Albert Coates

British conductor (1882-1953)

Albert Coates (born Saint Petersburg, 23 April 1882; died Cape Town, 11 December 1953) was an Anglo-Russian conductor and composer.

Life and work

change

Coates was born in Saint Petersburg, Russia, the youngest of seven sons of an English father and a Russian mother.

He studied at the conservatory in Leipzig, where his greatest teacher was Arthur Nikisch. He worked at the opera house in Dresden, and became conductor at Saint Petersburg's Mariinsky Theatre. After the Russian Revolution and World War I he just managed to escape from Russia in April 1919.

He first appeared at the Royal Opera House, Covent Garden in 1914 conducting Richard Wagner's Tristan und Isolde.

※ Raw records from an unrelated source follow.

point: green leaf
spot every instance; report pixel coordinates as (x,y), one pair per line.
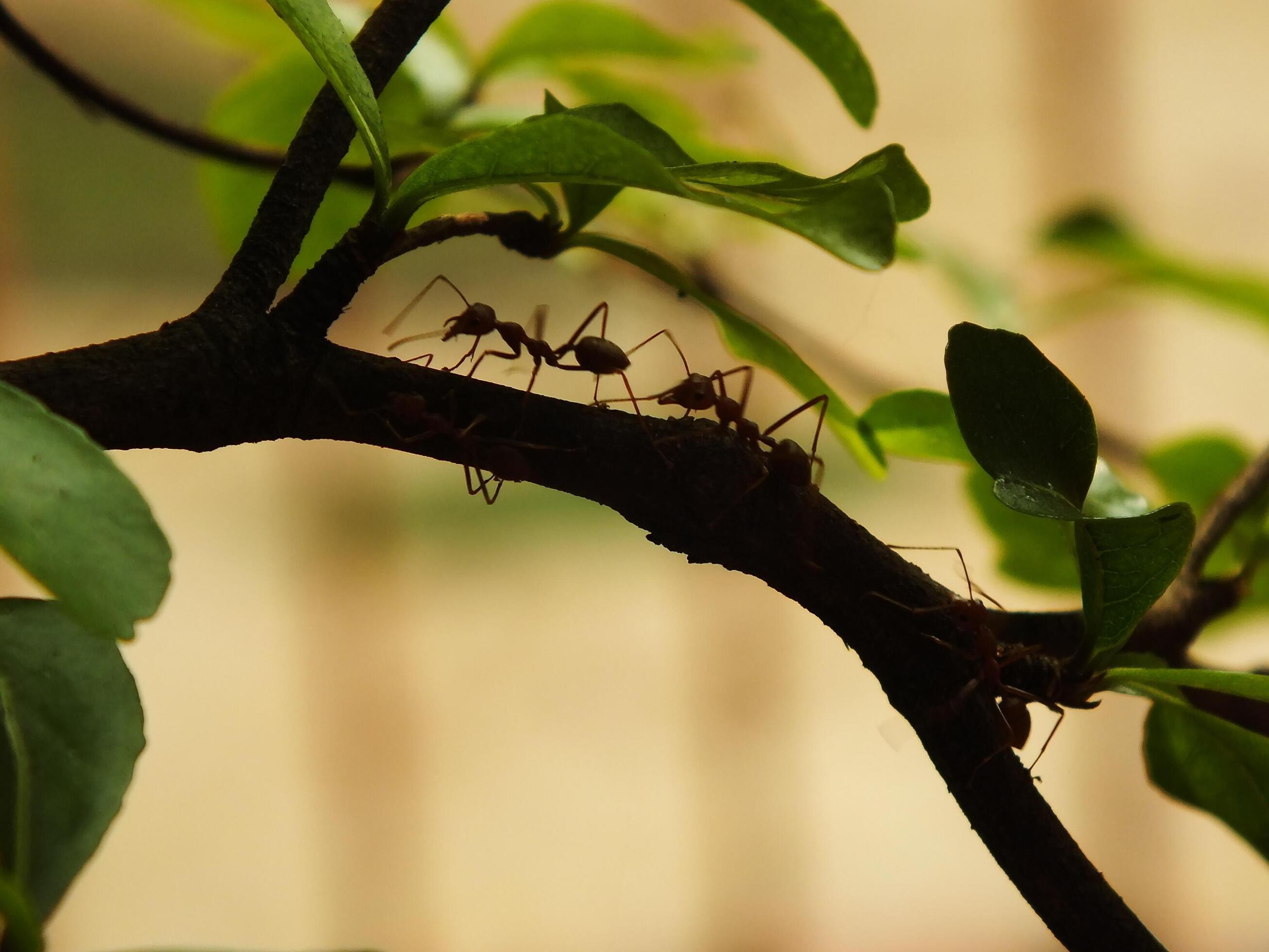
(266,106)
(1196,470)
(1098,235)
(74,723)
(919,425)
(776,182)
(824,40)
(1110,499)
(1236,683)
(1034,551)
(1023,421)
(856,222)
(566,30)
(749,340)
(1125,566)
(243,23)
(1212,765)
(75,522)
(326,41)
(21,924)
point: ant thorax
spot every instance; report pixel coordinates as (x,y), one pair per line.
(601,356)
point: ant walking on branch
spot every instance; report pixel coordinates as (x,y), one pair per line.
(992,657)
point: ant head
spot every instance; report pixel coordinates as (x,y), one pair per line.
(507,462)
(476,320)
(601,356)
(408,408)
(790,464)
(694,394)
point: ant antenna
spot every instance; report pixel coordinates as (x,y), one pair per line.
(396,322)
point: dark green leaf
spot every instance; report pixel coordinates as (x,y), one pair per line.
(74,724)
(1110,499)
(1196,470)
(749,340)
(1236,683)
(566,30)
(1023,421)
(74,522)
(1125,566)
(1212,765)
(824,40)
(856,224)
(918,423)
(778,183)
(1100,237)
(21,923)
(266,107)
(326,41)
(1034,551)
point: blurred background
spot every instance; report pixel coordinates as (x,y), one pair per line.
(381,714)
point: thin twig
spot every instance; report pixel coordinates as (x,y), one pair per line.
(97,98)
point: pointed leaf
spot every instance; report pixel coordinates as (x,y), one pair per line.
(565,30)
(824,40)
(326,41)
(1212,765)
(1125,566)
(1236,683)
(749,340)
(75,522)
(1023,421)
(1034,551)
(919,425)
(74,724)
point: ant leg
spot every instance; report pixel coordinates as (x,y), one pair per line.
(570,342)
(464,358)
(396,322)
(668,334)
(506,355)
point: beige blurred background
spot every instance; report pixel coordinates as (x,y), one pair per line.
(384,715)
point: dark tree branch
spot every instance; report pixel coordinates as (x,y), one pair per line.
(185,388)
(263,261)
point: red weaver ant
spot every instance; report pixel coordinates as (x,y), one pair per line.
(992,657)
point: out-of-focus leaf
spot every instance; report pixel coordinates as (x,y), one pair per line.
(856,224)
(778,183)
(1196,470)
(824,40)
(74,725)
(1210,763)
(326,41)
(749,340)
(1102,237)
(1034,551)
(568,30)
(1110,499)
(1125,566)
(75,522)
(1023,421)
(21,923)
(919,425)
(992,299)
(243,23)
(266,107)
(1236,683)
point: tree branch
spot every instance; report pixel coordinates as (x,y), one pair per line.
(264,258)
(97,98)
(173,388)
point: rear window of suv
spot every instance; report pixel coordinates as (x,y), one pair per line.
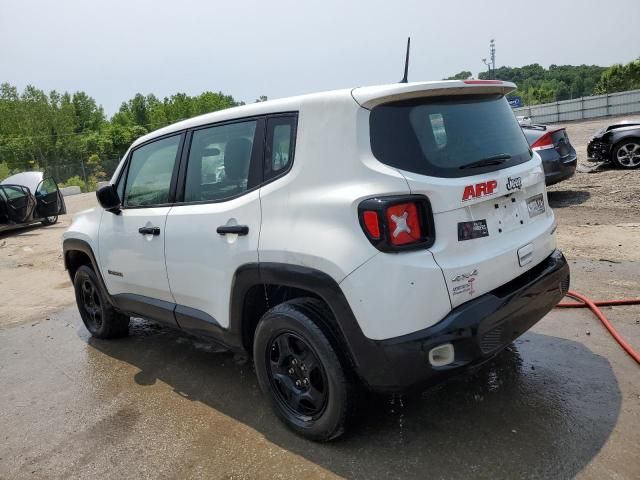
(443,136)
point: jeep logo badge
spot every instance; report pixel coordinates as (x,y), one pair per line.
(514,183)
(483,189)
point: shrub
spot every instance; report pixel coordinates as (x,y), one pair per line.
(75,181)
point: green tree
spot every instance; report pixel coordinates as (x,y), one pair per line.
(618,78)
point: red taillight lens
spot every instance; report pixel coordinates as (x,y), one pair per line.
(404,224)
(371,223)
(543,143)
(397,222)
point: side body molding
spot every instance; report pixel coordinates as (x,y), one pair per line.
(364,354)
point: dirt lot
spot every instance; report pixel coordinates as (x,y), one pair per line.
(563,402)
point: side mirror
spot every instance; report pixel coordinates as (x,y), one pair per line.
(108,199)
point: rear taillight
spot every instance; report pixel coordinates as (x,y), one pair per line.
(397,223)
(545,142)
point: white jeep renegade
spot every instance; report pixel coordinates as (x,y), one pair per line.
(381,236)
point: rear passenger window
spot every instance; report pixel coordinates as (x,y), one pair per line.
(280,145)
(150,172)
(219,161)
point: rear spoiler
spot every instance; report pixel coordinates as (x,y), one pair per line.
(369,97)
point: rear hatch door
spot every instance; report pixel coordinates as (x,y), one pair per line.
(468,155)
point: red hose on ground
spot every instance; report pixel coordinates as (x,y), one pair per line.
(585,302)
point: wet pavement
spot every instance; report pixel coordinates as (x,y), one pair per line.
(159,404)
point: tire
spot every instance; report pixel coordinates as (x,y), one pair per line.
(290,346)
(626,153)
(97,314)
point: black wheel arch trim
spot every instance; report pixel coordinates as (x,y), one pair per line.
(361,351)
(75,244)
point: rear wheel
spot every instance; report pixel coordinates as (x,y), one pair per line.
(299,369)
(97,314)
(626,154)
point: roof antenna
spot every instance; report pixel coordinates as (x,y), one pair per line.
(406,62)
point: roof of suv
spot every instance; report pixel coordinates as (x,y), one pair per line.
(366,97)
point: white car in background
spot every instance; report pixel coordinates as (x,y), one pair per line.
(27,198)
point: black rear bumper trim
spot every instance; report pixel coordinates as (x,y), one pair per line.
(478,329)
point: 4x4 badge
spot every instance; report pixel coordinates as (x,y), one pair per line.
(465,276)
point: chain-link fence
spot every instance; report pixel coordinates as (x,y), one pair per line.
(80,173)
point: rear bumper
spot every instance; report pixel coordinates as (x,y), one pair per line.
(598,151)
(478,330)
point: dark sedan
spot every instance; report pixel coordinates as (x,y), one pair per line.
(558,156)
(618,143)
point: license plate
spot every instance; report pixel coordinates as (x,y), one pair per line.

He was a man with a lot of energy, and he introduced the audiences to a lot of music they had not heard, especially by Russian composers such as Alexander Scriabin, but also English music by Ralph Vaughan Williams, Arnold Bax, and Gustav Holst, whose suite The Planets he gave the first complete London public performance.

In the 1920s and early 1930s he often worked with the London Symphony Orchestra. He made gramophone recordings in the very early days of the gramophone. These include Scriabin's Poème de l'Extase and many bits from Wagner's Der Ring des Nibelungen and (in 1925) the complete Symphony No. 9 of Beethoven. He was the conductor for the first recording of Rachmaninoff's Piano Concerto No. 3, with Vladimir Horowitz as soloist.

In 1925 he gave the first stage performance outside Russia of Rimsky-Korsakov's opera The Legend of the Invisible City of Kitezh and the Maiden Fevroniya.

He composed several works including operas and a symphonic poem The Eagle, dedicated to the memory of his former teacher Artur Nikisch, which was performed in Leeds in 1925. In 1946 he settled in Milnerton, Cape Town, South Africa, where he died in 1953.

Albert Coates was no relation to Eric Coates, the English composer of light music, nor to the tenor John Coates.